Jimmy Limit’s new exhibition Show Room at Clint Roenisch in Toronto reflects on this haphazard urban development. Born in Toronto and educated in photography at the Ontario College of Art and Design University, Limit has embraced sculpture in his latest exhibition, engaging in a local conversation that over the last ten years has emerged as one of the most consistent threads in the city’s contemporary art scene. The lineage started in the early 2000s at the University of Guelph, where artists like James Carl and Christian Giroux began to teach. Carl sculpted take-out containers in marble and made bank machines out of cardboard, and Christian Giroux along with his collaborator Daniel Young created pieces entitled “50 Light Fixtures from Home Depot” and “Every Building, or Site, that a Building Permit was Issued for a New Building in Toronto in 2006”. Their emphasis on commodities and urban planning was a response to the built environment. Students emerged from the program like Roula Partheniou, who created detailed three-dimensional replicas of objects found in her studio, and Derek Sullivan, whose “Peg Rail” sculptures were an itemized collage of physical objects attached to and hanging from wooden coat-racks.
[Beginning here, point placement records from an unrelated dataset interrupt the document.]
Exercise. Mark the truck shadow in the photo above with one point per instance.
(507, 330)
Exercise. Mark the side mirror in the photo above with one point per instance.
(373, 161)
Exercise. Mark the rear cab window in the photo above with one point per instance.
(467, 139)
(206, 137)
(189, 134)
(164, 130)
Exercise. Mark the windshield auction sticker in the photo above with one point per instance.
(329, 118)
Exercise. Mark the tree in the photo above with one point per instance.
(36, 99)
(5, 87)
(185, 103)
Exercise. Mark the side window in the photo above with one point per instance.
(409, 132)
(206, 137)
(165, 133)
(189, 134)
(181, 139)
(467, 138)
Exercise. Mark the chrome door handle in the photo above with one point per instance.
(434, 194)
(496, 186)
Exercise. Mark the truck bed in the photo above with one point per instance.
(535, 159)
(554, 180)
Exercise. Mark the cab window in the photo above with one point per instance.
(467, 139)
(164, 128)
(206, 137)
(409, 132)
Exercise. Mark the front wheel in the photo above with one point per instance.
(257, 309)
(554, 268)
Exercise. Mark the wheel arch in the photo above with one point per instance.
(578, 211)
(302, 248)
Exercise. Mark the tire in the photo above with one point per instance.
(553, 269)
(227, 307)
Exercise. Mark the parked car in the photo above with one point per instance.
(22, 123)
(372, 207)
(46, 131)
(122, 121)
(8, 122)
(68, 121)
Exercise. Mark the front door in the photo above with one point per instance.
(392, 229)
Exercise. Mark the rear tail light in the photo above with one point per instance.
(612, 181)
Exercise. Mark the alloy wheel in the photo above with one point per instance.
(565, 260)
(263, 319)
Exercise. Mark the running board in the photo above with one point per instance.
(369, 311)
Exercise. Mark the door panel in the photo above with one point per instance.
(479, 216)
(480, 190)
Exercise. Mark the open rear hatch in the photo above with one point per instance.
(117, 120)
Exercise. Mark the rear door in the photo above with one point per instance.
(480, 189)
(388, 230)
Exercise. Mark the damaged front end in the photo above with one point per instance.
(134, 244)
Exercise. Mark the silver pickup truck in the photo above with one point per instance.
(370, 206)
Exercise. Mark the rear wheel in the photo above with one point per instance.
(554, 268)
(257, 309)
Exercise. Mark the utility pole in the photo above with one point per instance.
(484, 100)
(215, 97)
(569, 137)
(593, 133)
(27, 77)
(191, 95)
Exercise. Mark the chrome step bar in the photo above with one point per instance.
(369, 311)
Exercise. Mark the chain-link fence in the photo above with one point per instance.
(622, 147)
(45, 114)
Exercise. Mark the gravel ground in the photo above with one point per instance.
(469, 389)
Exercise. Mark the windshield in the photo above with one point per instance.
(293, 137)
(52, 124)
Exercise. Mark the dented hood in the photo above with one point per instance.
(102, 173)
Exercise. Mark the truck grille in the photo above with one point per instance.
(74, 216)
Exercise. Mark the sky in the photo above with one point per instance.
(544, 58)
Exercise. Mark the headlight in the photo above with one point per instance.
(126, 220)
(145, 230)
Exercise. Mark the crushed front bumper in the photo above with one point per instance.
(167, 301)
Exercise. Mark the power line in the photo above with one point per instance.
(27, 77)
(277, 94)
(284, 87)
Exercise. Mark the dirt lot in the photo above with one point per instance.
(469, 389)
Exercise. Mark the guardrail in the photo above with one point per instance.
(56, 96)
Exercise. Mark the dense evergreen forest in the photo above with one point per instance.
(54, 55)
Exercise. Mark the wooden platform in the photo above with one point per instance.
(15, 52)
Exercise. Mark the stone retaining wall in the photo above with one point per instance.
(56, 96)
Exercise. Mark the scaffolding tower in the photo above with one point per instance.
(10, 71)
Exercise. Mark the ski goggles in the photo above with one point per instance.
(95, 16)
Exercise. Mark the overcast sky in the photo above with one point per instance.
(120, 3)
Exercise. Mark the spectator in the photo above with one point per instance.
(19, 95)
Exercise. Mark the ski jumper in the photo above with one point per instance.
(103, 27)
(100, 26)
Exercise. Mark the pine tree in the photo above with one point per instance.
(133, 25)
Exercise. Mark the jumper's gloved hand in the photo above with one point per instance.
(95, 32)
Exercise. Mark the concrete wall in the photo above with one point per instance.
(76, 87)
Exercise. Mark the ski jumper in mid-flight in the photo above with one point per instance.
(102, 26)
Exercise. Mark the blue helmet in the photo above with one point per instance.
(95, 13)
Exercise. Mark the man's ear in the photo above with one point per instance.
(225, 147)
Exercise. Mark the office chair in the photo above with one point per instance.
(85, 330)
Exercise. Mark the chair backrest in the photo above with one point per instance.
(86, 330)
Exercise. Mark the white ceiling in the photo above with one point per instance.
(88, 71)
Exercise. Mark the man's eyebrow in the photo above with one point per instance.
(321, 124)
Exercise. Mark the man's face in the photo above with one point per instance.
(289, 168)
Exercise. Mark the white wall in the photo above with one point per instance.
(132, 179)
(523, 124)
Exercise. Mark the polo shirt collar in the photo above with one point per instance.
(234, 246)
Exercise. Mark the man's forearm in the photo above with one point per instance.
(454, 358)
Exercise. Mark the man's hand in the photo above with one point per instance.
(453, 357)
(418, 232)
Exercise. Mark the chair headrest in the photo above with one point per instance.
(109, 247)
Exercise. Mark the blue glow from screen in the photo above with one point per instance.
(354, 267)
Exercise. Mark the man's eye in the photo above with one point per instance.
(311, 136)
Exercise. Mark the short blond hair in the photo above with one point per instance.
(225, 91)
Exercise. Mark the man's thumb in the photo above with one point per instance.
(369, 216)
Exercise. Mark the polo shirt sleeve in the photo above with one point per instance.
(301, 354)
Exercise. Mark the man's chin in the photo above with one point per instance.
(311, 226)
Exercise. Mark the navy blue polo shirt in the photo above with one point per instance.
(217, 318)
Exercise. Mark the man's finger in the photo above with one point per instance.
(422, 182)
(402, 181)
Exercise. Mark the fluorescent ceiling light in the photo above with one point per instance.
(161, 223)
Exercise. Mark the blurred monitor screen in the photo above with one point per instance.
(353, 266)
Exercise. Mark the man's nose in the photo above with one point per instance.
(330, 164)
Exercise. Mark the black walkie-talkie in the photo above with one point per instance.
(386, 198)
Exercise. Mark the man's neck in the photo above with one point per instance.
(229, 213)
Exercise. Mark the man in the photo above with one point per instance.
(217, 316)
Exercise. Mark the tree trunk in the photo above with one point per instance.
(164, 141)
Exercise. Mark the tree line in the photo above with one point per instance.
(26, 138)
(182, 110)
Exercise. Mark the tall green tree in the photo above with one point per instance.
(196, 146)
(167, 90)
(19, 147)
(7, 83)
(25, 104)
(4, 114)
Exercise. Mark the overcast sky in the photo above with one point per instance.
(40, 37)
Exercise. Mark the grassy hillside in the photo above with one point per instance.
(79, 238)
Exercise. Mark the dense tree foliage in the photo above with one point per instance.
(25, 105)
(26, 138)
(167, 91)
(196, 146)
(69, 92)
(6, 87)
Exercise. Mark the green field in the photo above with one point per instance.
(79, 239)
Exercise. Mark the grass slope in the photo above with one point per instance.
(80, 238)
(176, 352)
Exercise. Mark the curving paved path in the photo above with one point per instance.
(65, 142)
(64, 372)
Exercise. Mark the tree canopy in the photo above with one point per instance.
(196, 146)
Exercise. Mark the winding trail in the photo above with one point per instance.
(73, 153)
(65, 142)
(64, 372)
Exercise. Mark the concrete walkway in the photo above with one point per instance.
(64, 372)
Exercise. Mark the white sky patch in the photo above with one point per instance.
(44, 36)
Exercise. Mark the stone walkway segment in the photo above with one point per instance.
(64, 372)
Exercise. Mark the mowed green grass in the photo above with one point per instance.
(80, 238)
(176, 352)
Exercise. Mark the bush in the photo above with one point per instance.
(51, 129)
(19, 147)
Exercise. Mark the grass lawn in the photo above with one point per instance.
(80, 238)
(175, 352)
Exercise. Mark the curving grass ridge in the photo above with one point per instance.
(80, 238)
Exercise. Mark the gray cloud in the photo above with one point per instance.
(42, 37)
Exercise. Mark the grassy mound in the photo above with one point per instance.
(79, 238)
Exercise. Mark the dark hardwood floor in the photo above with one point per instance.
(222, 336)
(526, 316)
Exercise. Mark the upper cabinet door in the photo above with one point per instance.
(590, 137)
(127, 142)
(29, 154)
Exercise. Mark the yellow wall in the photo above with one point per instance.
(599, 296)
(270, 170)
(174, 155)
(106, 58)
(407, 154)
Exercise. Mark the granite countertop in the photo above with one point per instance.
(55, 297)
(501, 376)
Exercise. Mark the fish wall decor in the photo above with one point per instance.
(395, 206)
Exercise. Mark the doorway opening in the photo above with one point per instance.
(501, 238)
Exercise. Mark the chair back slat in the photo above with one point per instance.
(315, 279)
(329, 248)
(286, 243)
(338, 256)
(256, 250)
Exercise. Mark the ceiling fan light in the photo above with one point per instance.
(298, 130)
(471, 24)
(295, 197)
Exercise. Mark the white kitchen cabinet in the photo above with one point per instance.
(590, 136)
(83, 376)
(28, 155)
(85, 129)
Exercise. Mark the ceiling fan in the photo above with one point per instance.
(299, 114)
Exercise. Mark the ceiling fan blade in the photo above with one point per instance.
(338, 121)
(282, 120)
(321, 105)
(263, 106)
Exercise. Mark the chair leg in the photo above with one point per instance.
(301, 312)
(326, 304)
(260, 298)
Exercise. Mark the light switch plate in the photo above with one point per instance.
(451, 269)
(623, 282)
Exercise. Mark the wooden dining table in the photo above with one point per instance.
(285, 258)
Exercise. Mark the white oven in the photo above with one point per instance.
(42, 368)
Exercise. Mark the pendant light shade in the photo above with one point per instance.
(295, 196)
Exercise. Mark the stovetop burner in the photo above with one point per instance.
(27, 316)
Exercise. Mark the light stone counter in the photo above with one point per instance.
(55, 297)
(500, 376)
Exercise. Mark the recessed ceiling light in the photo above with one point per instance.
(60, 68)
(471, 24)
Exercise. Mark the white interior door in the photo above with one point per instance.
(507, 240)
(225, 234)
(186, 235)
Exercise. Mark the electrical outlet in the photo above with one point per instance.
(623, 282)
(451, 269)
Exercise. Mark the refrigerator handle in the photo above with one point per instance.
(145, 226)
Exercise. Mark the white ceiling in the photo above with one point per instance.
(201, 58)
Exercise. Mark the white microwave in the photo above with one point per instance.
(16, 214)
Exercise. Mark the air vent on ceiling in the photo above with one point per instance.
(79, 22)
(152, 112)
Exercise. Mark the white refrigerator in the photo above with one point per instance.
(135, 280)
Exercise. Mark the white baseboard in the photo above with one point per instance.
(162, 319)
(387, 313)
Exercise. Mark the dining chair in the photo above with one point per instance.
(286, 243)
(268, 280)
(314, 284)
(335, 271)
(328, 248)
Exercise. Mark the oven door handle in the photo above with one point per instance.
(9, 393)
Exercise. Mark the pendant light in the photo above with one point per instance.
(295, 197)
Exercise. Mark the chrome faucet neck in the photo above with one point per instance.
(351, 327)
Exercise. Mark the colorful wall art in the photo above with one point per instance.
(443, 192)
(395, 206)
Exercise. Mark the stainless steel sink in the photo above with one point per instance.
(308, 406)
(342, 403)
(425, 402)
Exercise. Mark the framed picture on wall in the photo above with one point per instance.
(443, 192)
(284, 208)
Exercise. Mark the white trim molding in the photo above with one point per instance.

Jimmy Limit utilizes readymade objects such as construction equipment, plumbing, ceramics and fruit and collages them together to create unique sculptural assemblages. One series on display is a compilation of these objects photographed against colorful backdrops, recalling catalogue stock photography. The compositions mimic the refined style of digital commercial photography but interrogate their subject matter in a parody of detail, discerning the possibility of their accidental aesthetic value. The objects are physically distorted enough to obscure their utilitarian usefulness: a crowbar is enveloped by a piece of drain pipe; an adjustable clamp holds a blood orange to a piece of blonde wood; a blue leveler is juxtaposed with a piece of ginger. While fruit is a common prop in the surrealistic combinations, it only signifies the anachronistic consequence of these juxtapositions. A photograph from the same series of a perfectly-shaped lemon sitting atop a black role of electrical tape balancing on top of a basketball ensconced in the hole of a large roll of white masking tape is entitled “Fruit Tape Basketball Tower (accuracy, anger, architecture, assemblage, competition, cooperation, danger, excitement, fun, hope, level, prosperity, succulent, support, tradition).”
Limit’s larger sculptures, constructed from the same components featured in the photographs, are displayed in the second room of the gallery carefully hanging from the wall or randomly assorted on a freestanding industrial shelf. This vertical presentation brings to mind the hierarchies and systems of order that are being deconstructed by the assemblages, establishing a permanent state of change. Reduced to their bare elements without the filter of photographic representation, their physical presence recalls the disorder of materials outside the gallery, and how the city space is a show room baring its contents in a seemingly arbitrary way, revealing accidental versions that encourage curious reflection.
Marsan, Jean-Claude. Montreal in Evolution: Historical Analysis of the Development of Montreal’s Architecture and Urban Environment. Montréal: McGill – Queen’s University Press, 1990.
Pigg, Susan. “Toronto leading the western world in high highrise development.” Toronto Star 12 Dec. 2012. Print.
Clint Roenisch Gallery Press Release.